Below is a summary of some of my findings from the project with some important considerations for anyone wishing to develop their own custom analytics beacon.
Be Selective
In the beginning, it’s likely that your beacon will be logging ALL analytics data being sent to it. This isn’t a problem, but it can turn into one if left too long. Logging duplicate or irrelevant data will unnecessarily increase the size of your database and potentially increase processing times.
After you’ve gathered a good amount of data, perform some analysis to determine whether there’s anything being logged that you don’t care about. For example, it’s very likely that you’re beacon is storing analytics variables which detail page access times. In terms of testing your analytics code, these dynamic variables probably don’t reveal much and can be ignored.
In addition, ensure that any url’s you’re using to identify pages are stripped of any variable query string data before logging. You’ll likely be using these urls to identify unique pages so this variable data can mislead your beacon into logging another instance of what is actually an existing page.
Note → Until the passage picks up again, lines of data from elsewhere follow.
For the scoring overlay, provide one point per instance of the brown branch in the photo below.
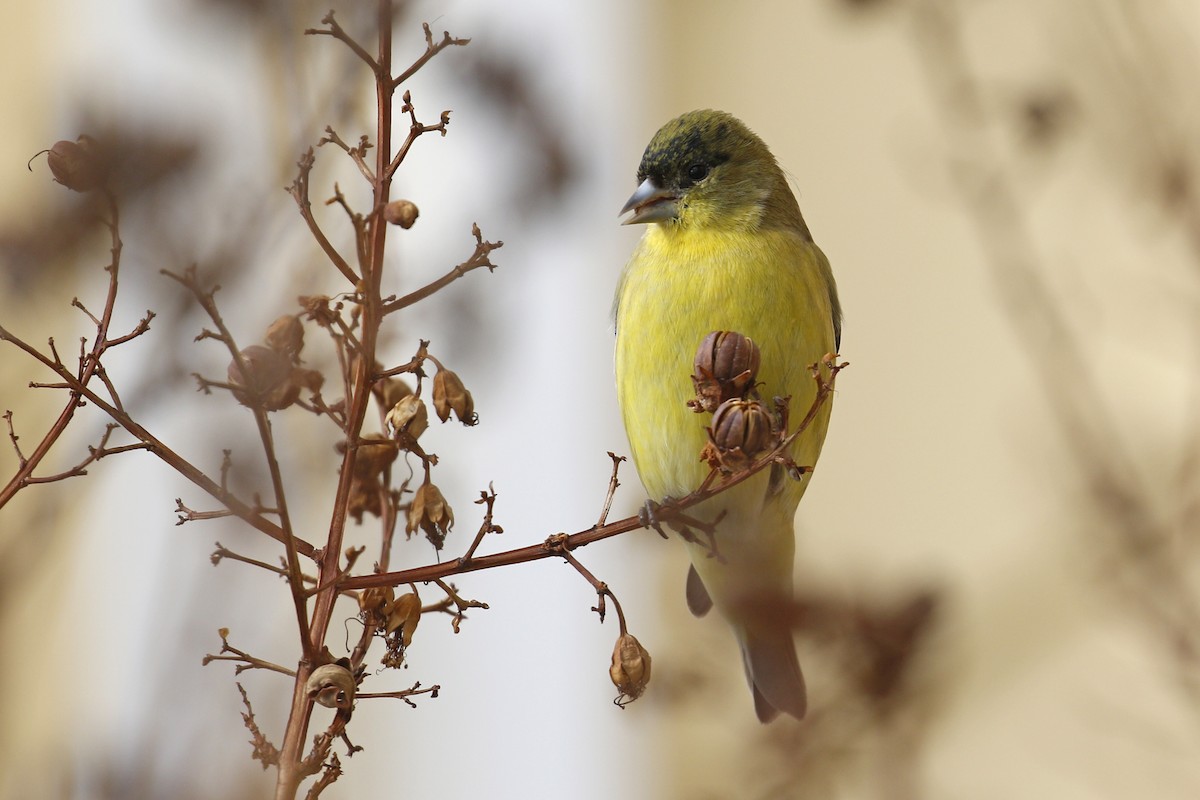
(558, 543)
(28, 464)
(601, 588)
(403, 695)
(357, 154)
(299, 191)
(295, 581)
(486, 527)
(340, 34)
(264, 751)
(245, 660)
(431, 49)
(612, 487)
(415, 131)
(481, 257)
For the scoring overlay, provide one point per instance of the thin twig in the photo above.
(481, 257)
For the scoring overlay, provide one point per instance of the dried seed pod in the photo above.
(742, 429)
(268, 377)
(630, 668)
(394, 390)
(286, 336)
(401, 212)
(78, 164)
(403, 615)
(408, 416)
(333, 686)
(449, 395)
(375, 453)
(725, 367)
(430, 512)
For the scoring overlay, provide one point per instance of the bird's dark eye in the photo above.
(697, 173)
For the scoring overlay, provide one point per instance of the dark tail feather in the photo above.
(773, 672)
(699, 601)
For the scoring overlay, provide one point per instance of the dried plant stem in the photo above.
(561, 543)
(89, 366)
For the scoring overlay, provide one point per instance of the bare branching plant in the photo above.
(379, 411)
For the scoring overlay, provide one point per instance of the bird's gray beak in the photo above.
(651, 204)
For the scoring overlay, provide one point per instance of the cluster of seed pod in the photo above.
(273, 374)
(726, 367)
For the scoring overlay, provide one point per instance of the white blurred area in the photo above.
(1048, 672)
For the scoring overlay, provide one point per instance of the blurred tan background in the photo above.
(997, 558)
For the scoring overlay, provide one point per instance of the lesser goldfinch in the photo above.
(727, 250)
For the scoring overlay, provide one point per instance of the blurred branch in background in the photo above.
(1152, 534)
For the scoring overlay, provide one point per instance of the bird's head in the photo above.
(708, 169)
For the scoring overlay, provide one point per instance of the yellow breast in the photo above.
(679, 286)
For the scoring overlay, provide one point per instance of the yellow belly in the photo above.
(681, 286)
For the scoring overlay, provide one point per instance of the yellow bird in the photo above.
(727, 251)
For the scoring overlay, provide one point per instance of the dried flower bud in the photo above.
(376, 599)
(375, 453)
(408, 416)
(630, 668)
(403, 615)
(310, 379)
(741, 431)
(333, 686)
(449, 395)
(726, 366)
(286, 336)
(395, 390)
(268, 378)
(401, 212)
(430, 512)
(79, 166)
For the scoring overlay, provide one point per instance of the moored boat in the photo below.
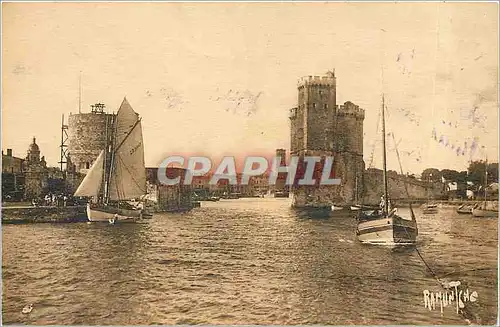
(465, 209)
(384, 226)
(482, 211)
(430, 209)
(118, 174)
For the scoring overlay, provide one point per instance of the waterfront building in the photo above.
(162, 197)
(36, 173)
(12, 176)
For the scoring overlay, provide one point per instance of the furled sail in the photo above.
(91, 184)
(128, 172)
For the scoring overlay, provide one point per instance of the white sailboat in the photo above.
(383, 226)
(482, 209)
(118, 175)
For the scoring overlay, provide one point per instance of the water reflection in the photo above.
(250, 261)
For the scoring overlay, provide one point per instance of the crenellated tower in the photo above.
(348, 148)
(321, 128)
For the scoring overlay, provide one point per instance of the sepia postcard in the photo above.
(250, 163)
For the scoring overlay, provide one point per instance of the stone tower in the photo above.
(312, 119)
(280, 186)
(321, 128)
(312, 125)
(348, 147)
(36, 172)
(87, 136)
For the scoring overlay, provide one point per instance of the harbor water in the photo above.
(244, 261)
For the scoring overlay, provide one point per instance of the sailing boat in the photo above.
(118, 174)
(383, 226)
(429, 208)
(480, 209)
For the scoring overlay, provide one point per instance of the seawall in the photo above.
(44, 214)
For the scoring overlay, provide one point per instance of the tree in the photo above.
(431, 173)
(493, 172)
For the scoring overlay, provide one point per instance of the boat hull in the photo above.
(430, 211)
(476, 212)
(112, 215)
(387, 231)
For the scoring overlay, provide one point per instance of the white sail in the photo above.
(91, 184)
(128, 172)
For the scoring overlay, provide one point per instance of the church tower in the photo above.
(36, 172)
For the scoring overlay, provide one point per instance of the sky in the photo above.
(220, 78)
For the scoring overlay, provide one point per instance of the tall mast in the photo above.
(80, 93)
(111, 148)
(485, 180)
(386, 195)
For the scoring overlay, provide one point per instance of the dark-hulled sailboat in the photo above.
(118, 174)
(383, 226)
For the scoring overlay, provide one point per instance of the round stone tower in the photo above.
(87, 136)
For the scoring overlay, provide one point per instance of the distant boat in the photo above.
(383, 226)
(337, 208)
(429, 208)
(465, 209)
(118, 174)
(482, 210)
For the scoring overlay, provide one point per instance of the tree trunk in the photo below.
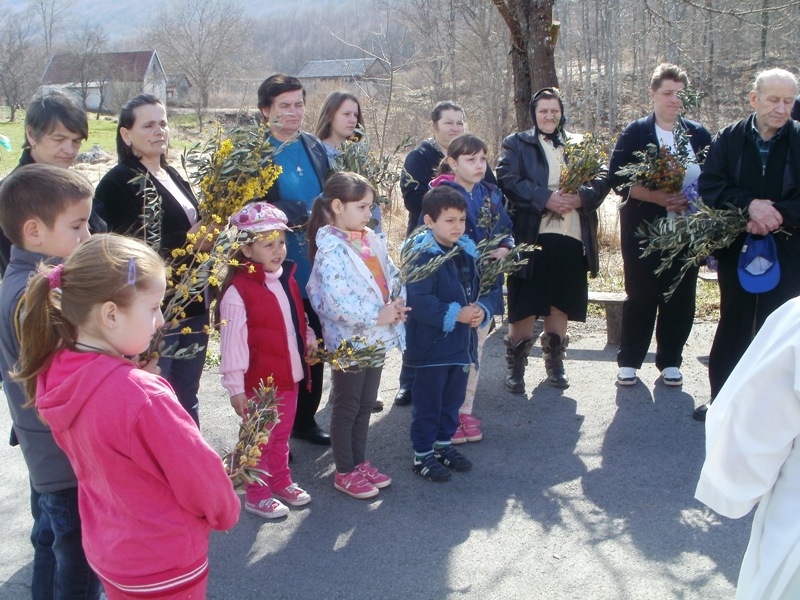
(529, 24)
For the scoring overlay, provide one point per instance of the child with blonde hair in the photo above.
(265, 335)
(350, 289)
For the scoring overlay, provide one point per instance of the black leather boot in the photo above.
(555, 351)
(516, 359)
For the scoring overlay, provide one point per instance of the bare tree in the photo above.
(53, 14)
(530, 24)
(202, 38)
(20, 60)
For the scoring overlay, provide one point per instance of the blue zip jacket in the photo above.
(433, 337)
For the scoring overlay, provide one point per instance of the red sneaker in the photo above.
(375, 477)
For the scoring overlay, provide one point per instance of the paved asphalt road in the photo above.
(585, 493)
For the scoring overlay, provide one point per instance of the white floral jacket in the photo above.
(345, 295)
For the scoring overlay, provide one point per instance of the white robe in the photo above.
(752, 456)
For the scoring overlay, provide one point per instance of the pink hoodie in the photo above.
(149, 487)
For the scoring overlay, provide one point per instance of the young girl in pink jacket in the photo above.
(149, 488)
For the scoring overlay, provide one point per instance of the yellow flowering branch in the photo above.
(241, 463)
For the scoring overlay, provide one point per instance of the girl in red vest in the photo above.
(265, 334)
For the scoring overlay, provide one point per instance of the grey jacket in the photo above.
(48, 466)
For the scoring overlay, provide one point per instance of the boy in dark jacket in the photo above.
(441, 338)
(44, 211)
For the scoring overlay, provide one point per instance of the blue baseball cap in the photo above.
(759, 270)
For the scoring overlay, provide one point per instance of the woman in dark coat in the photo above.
(554, 284)
(645, 307)
(142, 142)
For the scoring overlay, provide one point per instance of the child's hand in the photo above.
(402, 309)
(478, 315)
(203, 244)
(392, 312)
(466, 314)
(499, 253)
(151, 366)
(239, 404)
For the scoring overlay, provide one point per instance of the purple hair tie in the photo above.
(54, 277)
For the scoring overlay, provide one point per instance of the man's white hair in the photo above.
(773, 75)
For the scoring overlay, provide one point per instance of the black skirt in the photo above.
(556, 276)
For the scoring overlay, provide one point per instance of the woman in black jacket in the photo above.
(564, 225)
(645, 307)
(142, 142)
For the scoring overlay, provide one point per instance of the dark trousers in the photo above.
(184, 374)
(645, 308)
(406, 376)
(741, 315)
(60, 569)
(353, 396)
(437, 395)
(308, 400)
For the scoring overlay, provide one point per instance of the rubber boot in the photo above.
(555, 351)
(516, 359)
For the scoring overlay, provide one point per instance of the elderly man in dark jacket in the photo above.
(755, 165)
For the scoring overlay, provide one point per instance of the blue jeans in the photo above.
(60, 569)
(437, 395)
(406, 377)
(184, 374)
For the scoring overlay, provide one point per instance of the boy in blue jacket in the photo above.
(441, 338)
(44, 211)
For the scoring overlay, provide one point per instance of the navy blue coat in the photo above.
(433, 337)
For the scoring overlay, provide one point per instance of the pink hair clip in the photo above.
(54, 277)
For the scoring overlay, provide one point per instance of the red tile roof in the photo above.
(126, 66)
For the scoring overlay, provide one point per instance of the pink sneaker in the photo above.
(459, 437)
(293, 495)
(354, 484)
(268, 508)
(471, 428)
(468, 419)
(375, 477)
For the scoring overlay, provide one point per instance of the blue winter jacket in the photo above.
(433, 337)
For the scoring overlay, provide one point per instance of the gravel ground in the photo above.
(581, 493)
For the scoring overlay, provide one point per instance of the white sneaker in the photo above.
(672, 376)
(626, 376)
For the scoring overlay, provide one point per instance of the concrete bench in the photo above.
(612, 302)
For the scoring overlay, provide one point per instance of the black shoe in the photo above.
(452, 459)
(431, 469)
(313, 434)
(699, 413)
(402, 398)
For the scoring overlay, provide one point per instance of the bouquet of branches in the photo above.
(411, 268)
(241, 463)
(659, 168)
(585, 160)
(490, 269)
(351, 355)
(382, 171)
(690, 238)
(662, 169)
(230, 170)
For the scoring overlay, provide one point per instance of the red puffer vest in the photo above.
(266, 332)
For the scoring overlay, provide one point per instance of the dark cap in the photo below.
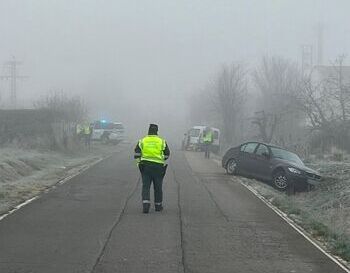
(153, 129)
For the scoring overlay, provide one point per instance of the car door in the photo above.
(246, 158)
(261, 163)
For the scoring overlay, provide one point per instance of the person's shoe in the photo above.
(146, 207)
(158, 207)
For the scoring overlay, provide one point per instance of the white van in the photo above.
(193, 139)
(108, 131)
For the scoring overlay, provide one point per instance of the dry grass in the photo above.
(323, 212)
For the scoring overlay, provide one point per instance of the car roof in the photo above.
(264, 143)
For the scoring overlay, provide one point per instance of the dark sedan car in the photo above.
(269, 163)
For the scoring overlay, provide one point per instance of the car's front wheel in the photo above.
(280, 180)
(231, 166)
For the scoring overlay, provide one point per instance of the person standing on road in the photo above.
(151, 153)
(87, 131)
(207, 140)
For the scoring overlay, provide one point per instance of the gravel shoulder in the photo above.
(27, 173)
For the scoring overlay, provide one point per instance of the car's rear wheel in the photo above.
(231, 166)
(280, 180)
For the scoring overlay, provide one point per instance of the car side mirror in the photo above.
(266, 155)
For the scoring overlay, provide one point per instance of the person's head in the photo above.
(153, 129)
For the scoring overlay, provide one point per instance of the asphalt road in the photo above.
(93, 223)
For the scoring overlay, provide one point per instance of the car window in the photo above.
(286, 155)
(262, 149)
(194, 132)
(250, 148)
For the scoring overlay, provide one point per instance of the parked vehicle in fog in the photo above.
(111, 132)
(193, 139)
(267, 162)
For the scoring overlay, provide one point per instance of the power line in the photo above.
(13, 76)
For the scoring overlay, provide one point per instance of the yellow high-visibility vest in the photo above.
(152, 149)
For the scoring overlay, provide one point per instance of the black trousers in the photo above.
(152, 174)
(207, 147)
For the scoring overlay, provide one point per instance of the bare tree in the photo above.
(228, 96)
(72, 109)
(277, 79)
(324, 96)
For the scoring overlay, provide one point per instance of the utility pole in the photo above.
(320, 31)
(12, 75)
(306, 58)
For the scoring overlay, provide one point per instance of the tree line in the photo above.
(277, 102)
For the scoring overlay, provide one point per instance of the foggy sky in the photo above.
(122, 55)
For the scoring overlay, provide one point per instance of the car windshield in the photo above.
(195, 132)
(286, 155)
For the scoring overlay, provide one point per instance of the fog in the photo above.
(139, 61)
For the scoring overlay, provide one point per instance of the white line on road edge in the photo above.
(296, 227)
(60, 182)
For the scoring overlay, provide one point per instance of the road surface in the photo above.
(211, 223)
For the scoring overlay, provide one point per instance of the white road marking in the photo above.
(60, 182)
(340, 262)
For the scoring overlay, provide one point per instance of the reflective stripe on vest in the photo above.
(208, 137)
(152, 149)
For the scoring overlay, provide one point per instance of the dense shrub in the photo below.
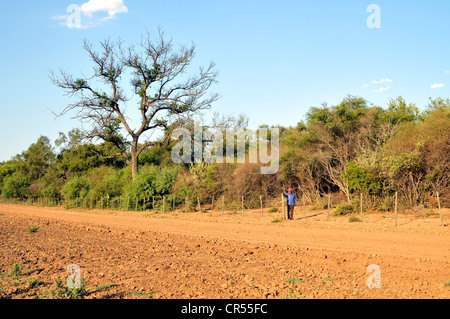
(77, 187)
(15, 186)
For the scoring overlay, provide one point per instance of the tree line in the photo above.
(350, 148)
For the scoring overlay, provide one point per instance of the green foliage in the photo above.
(359, 179)
(354, 219)
(15, 186)
(77, 187)
(152, 181)
(344, 209)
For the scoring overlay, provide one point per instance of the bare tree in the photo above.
(166, 95)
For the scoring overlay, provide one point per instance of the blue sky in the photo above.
(275, 59)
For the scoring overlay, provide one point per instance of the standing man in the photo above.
(290, 203)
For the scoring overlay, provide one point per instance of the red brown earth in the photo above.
(196, 256)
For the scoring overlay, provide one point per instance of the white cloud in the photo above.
(112, 7)
(82, 17)
(382, 89)
(381, 81)
(437, 86)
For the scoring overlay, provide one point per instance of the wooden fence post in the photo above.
(440, 211)
(304, 206)
(329, 204)
(164, 204)
(260, 202)
(361, 208)
(396, 205)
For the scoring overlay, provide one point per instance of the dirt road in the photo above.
(179, 255)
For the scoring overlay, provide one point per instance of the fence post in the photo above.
(361, 208)
(440, 211)
(260, 202)
(396, 205)
(329, 203)
(304, 206)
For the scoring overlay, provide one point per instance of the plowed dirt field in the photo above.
(180, 255)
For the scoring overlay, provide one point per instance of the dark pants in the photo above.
(291, 211)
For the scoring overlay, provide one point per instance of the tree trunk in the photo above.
(134, 158)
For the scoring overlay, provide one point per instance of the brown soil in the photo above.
(194, 255)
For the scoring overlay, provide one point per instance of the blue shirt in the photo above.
(290, 199)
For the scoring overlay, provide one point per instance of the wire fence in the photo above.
(172, 203)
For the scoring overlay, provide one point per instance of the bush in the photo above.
(344, 209)
(77, 187)
(354, 219)
(152, 181)
(15, 186)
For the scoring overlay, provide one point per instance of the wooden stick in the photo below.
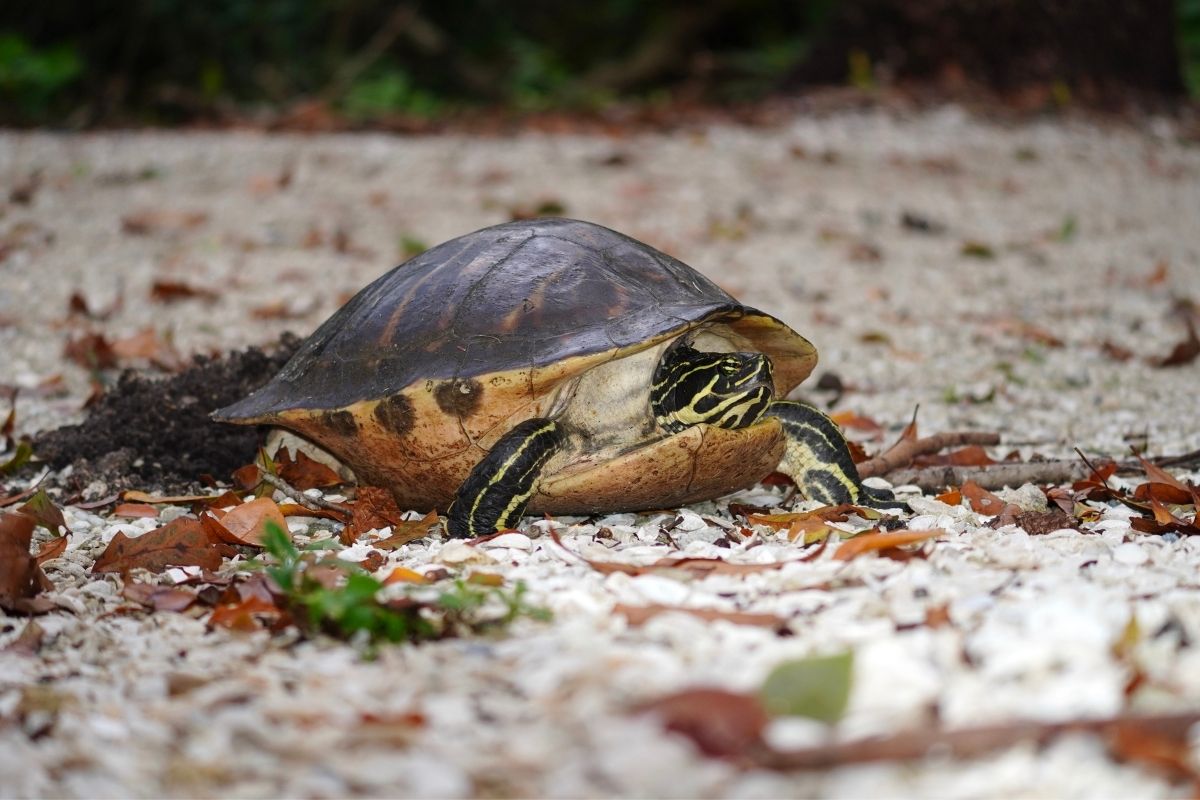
(903, 452)
(300, 497)
(966, 743)
(994, 476)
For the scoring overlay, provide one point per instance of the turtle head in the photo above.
(727, 390)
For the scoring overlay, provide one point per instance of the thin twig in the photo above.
(994, 476)
(300, 497)
(903, 452)
(966, 743)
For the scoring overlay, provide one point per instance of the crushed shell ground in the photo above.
(1091, 233)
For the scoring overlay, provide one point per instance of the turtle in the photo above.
(556, 366)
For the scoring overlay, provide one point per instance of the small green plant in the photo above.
(30, 77)
(340, 599)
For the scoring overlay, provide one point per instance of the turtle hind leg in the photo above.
(495, 494)
(817, 458)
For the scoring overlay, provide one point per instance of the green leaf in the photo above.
(19, 458)
(816, 687)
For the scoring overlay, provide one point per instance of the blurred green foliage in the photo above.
(30, 78)
(172, 60)
(64, 61)
(1188, 20)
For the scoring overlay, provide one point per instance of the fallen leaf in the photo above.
(19, 457)
(1162, 747)
(816, 687)
(180, 542)
(639, 615)
(148, 346)
(873, 542)
(161, 599)
(373, 507)
(175, 290)
(135, 510)
(813, 525)
(247, 522)
(305, 473)
(719, 722)
(90, 352)
(51, 549)
(409, 531)
(21, 577)
(245, 615)
(1164, 487)
(403, 575)
(984, 501)
(951, 498)
(856, 421)
(161, 221)
(1115, 352)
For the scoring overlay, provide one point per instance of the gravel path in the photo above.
(990, 274)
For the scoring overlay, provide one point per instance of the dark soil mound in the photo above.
(155, 433)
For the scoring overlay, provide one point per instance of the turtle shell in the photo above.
(419, 373)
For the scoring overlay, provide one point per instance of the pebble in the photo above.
(1131, 553)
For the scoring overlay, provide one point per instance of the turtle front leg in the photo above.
(817, 458)
(495, 494)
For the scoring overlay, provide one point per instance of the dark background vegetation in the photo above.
(72, 64)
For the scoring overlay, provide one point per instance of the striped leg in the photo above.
(817, 458)
(495, 494)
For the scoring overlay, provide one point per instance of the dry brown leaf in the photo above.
(639, 615)
(246, 614)
(175, 290)
(51, 549)
(161, 221)
(1037, 523)
(719, 722)
(1164, 487)
(1165, 522)
(874, 542)
(1183, 353)
(305, 473)
(409, 531)
(403, 575)
(180, 542)
(135, 510)
(28, 642)
(246, 523)
(984, 501)
(951, 498)
(373, 507)
(1158, 747)
(21, 577)
(161, 599)
(147, 346)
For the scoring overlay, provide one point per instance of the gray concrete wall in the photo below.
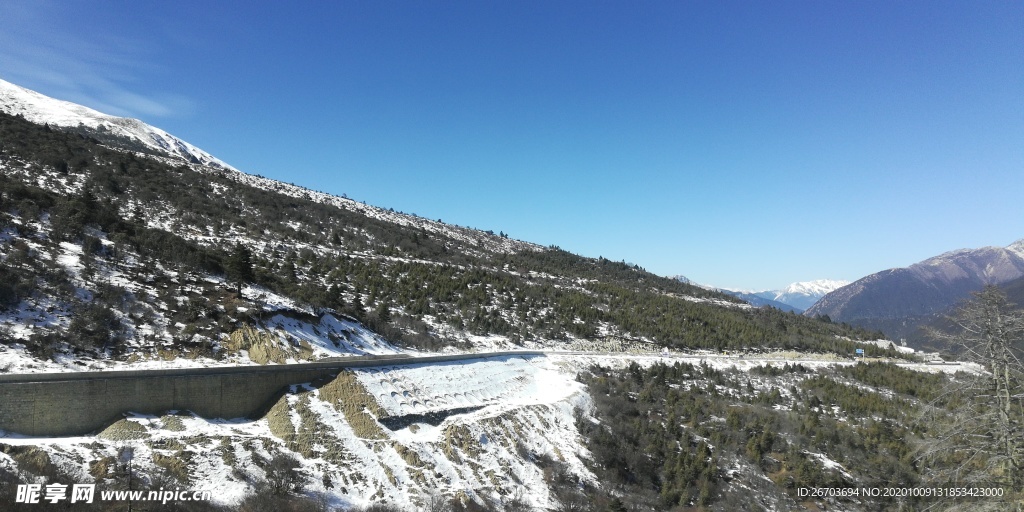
(77, 403)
Manage Undefined Variables
Undefined variables might show up in your analytics query string data. You wont know where and you won’t know when so it’s important to handle this data appropriately within your beacon code. Before deciding whether or not to store undefined variables (in some fashion), think of the situations where they’ll be used. For example, if the undefined variable is a host, url or page name field, it’s very likely that these core attributes will be used to query the database at a later stage. Ultimately, analytics data doesn’t mean much if you don’t know where it came from or what page it relates too but use your own judgement as to whether to keep or discard these records.
Single Page, Multiple Instances
In the web analytics world, a single page can have several different instances based on the path taken through the site to reach it. In order to log data for each of these instances, ensure that you log based on unique url and referrer, otherwise your beacon will overwrite the same instance of the page with each set of new variables that it receives.
Database Indexing
Naturally, exposing your beacon to multiple test clients increases the amount of data being processed and written to the database. Combine this with an all-inclusive logging approach (at least in the early stages of data collection) and chances are, you’ll be storing thousands of records. To prove the importance of indexing, my performance tests revealed that once the database grew to 100,000+ records, beacon processing and response times jumped from < 1 second to approximately 10 seconds. In my specific example, this ultimately resulted on our test automation timing out waiting for the analytics request to complete. In this particular case, indexing was a simple solution.
For those considering automating their manual analytics testing effort, the above steps should help you develop an effective and efficient analytics logging solution. In the last post of this series, I’ll detail the final steps required to fully automate your analytics testing, including baselining your resultset and displaying your test results.
Tags: automation, google analytics, omniture, selenium, web analytics






Hi there,
I would like to learn more about how you ported the beacon from PHP, MySQL and Apache to .Net, MSSQL and IIS6.
Thanks
Antonio
I would like to know how you built the beacon in a .NET framework environment.
Thanks
Raman